Cela passe par le fait de contrôler, de s’isoler, de consommer des produits dissociants (alcool, cigarettes, drogue, médicaments…), d’adopter des conduites dissociantes (scarifications, brûlures, passages à l’acte violents pour soulager…) : tout ce qui permet que ça disjoncte avant que la mémoire traumatique envahisse les victimes.

Se scarifier, ce n’est rien par rapport à revivre un viol. Secouer son propre bébé qui pleure évite de ressentir la peur de l’abandon réveillée par ces pleurs.

Quand on ne protège pas les victimes, elles sont dissociées en permanence; quand elles sont protégées (ou qu’elles sont sûres de ne pas recroiser leur agresseur), elles sont colonisées par leur mémoire traumatique qui se manifeste sous forme de crises de panique, de stress aiguës et incontrôlables et qu’il faut éteindre par diverses stratégies.

Paradoxalement, les victimes sont beaucoup plus mal quand elles sont protégées parce que la mémoire traumatique peut être ressentie (alors qu’avant, ces personnes étaient dissociées et donc anesthésiées). Il arrive que des victimes retournent alors vers leurs agresseurs parce que la dissociation est moins douloureuse que les crises de panique en lien avec la mémoire traumatique. D’où l’importance d’un suivi thérapeutique pour apaiser la mémoire traumatique et intégrer les souvenirs dans l’hippocampe.

Le soin thérapeutique

Le soin consiste à intégrer la mémoire traumatique en mémoire autobiographique à l’aide d’un thérapeute.

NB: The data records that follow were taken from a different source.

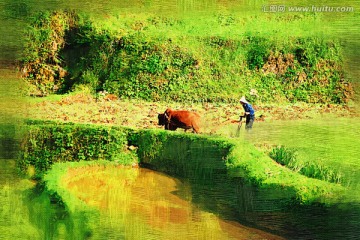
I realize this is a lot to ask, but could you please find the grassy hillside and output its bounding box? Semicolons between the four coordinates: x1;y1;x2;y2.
22;11;353;103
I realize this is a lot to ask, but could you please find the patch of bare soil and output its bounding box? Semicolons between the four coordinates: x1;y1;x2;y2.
26;93;359;133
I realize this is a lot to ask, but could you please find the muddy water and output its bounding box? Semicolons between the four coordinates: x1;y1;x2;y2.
63;167;282;239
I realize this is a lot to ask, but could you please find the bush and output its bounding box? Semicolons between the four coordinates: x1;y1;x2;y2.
269;146;343;183
23;12;354;104
18;122;137;172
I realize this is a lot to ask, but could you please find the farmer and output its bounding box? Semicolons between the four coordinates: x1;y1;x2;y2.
240;96;255;131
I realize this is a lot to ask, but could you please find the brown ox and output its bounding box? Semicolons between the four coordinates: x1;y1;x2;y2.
158;108;200;133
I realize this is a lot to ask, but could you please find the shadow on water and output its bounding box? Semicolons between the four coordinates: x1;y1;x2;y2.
166;158;360;239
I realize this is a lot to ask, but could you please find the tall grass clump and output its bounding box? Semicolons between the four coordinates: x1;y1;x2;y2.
269;146;343;183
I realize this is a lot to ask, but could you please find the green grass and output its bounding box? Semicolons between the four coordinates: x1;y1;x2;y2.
242;117;360;188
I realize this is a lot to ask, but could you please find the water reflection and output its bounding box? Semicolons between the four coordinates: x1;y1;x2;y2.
63;167;281;239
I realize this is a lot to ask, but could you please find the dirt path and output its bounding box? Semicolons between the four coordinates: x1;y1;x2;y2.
25;93;359;133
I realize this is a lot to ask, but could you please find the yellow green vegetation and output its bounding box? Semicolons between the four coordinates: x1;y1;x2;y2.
18;122;345;205
22;11;353;103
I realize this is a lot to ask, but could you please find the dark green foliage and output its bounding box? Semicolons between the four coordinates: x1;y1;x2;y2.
134;130;232;179
269;146;342;183
269;146;296;166
246;36;271;70
18;123;136;172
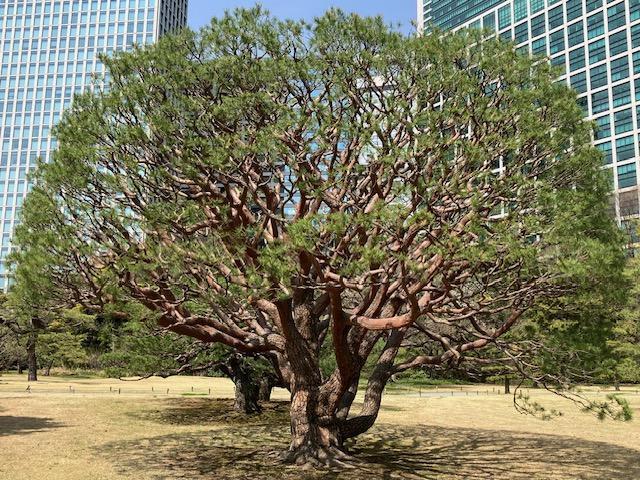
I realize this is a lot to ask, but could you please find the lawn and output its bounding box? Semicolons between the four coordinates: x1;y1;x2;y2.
0;375;640;480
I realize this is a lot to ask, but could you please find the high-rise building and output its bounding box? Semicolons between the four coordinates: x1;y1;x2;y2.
418;0;640;228
0;0;188;289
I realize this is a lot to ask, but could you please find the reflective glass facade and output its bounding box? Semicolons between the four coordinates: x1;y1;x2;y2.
0;0;187;288
418;0;640;226
418;0;505;29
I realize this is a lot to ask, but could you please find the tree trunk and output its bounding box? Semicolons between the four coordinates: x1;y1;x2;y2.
27;332;38;382
283;386;349;467
258;376;273;402
233;374;262;414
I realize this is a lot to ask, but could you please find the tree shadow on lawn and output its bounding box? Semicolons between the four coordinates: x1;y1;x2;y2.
100;399;640;480
0;415;63;437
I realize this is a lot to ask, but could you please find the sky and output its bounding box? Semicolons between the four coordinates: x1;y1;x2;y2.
189;0;416;33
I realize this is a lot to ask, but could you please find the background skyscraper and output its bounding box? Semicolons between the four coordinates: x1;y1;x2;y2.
0;0;188;288
418;0;640;231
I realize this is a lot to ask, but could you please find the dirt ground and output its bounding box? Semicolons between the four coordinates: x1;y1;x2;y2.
0;375;640;480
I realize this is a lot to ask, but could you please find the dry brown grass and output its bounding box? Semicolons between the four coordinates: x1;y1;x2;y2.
0;376;640;480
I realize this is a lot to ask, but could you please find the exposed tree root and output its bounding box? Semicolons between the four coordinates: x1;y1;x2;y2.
280;445;359;468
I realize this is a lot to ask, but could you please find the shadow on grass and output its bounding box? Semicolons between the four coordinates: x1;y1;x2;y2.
100;399;640;480
0;415;62;437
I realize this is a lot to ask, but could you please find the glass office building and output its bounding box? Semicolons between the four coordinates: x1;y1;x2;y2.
418;0;640;227
0;0;187;289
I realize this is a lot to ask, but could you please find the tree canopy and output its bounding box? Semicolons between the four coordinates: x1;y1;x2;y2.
10;8;623;463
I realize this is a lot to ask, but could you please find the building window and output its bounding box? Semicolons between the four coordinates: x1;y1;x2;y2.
611;57;629;82
500;29;511;42
569;47;585;72
551;54;567;75
613;108;633;135
591;90;609;114
482;12;496;30
587;0;602;13
611;82;631;108
616;161;637;188
576;97;589;116
629;0;640;22
589;38;607;64
498;5;511;30
549;5;564;30
633;52;640;75
567;20;584;47
549;30;564;55
513;0;527;22
531;13;545;38
631;23;640;48
531;37;547;55
596;142;613;165
571;72;587;93
607;2;625;31
587;12;604;38
593;115;611;140
514;22;529;45
567;0;582;21
609;30;627;56
529;0;544;13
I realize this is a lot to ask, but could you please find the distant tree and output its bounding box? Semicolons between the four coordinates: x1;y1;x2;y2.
11;8;623;464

Cela consiste à aller chercher tout ce qui s’est produit, à mettre des mots dessus, à organiser les événements de manière chronologique et à décoller ce qui appartient à l’agresseur (la petite voix qui colonise) de ce qui appartient à la victime.

L’objectif est que la personne arrive à se dire que ce qu’elle ressent est en lien avec le passé afin de gagner en pouvoir sur ses réactions personnelles en redonnant à l’hippocampe son rôle de modulateur par rapport à la réponse émotionnelle.

Le rôle du thérapeute est celui d’un cortex préfrontal et d’hippocampe “de secours” en mettant du sens et du lien dans ce que les victime vivent.

Source : Dr. Muriel Salmona: La mémoire traumatique, comment la reconnaître.